Hebt u die zegeningen nodig? Ze liggen voor het oprapen. Laten we ons ieder voor zich voornemen om de profeet te volgen. Laten we als gezin aanspraak maken op onze zegeningen. President Hinckley, we hebben u lief, we hebben uw stem gehoord en we zullen gehoorzaam zijn.

Ik wil mijn getuigenis geven dat ik weet dat onze hemelse Vader leeft en van ons houdt. Ik weet dat Jezus Christus onze Heiland is. Ik weet dat de Schriften waar zijn. Ze zijn het woord van God. Ik weet dat president Gordon B. Hinckley nu onze profeet is.

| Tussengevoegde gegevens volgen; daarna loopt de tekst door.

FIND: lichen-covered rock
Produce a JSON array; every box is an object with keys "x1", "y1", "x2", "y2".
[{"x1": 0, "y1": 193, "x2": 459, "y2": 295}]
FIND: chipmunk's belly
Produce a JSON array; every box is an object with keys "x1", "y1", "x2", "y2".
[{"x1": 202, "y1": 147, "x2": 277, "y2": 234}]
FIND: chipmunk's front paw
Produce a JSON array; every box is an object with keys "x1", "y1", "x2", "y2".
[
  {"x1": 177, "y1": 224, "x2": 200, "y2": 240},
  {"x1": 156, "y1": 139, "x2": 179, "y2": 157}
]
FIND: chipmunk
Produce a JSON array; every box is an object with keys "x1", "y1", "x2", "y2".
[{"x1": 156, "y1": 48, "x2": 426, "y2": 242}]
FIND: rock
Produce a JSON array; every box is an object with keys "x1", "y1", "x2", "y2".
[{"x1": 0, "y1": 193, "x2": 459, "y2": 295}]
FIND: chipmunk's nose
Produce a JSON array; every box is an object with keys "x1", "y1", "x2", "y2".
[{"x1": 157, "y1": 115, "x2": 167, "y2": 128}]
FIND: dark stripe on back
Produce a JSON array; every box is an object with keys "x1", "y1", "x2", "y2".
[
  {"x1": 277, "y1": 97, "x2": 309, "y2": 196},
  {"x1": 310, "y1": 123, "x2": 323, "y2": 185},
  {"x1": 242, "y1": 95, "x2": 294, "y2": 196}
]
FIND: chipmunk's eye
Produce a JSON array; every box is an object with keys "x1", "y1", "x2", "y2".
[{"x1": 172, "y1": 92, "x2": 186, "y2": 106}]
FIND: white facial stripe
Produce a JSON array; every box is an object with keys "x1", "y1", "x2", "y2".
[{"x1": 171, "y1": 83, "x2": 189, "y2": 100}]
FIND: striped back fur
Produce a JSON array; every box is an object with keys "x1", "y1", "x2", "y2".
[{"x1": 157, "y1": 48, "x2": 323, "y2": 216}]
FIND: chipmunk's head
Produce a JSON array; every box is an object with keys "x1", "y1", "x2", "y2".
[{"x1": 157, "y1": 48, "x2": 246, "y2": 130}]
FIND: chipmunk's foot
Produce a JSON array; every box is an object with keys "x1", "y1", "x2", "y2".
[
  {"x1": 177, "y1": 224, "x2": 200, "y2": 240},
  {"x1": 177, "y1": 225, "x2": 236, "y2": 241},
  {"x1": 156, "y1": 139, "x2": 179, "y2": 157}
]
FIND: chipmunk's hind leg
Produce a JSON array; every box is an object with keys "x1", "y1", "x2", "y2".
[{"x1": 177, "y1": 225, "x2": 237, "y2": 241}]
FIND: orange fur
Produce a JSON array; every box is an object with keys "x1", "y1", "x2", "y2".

Ik weet dat als we hem volgen, we grote zegeningen van onze Vader in de hemel zullen ontvangen. Ik ben zo dankbaar voor dat getuigenis. In de naam van Jezus Christus. Amen.

Noten

  1. ‘Lees, denk en bid’ (Kinderliedjes, p. 66).

  2. ‘Een krachtig en waar getuigenis’, Liahona, augustus 2005, p. 6.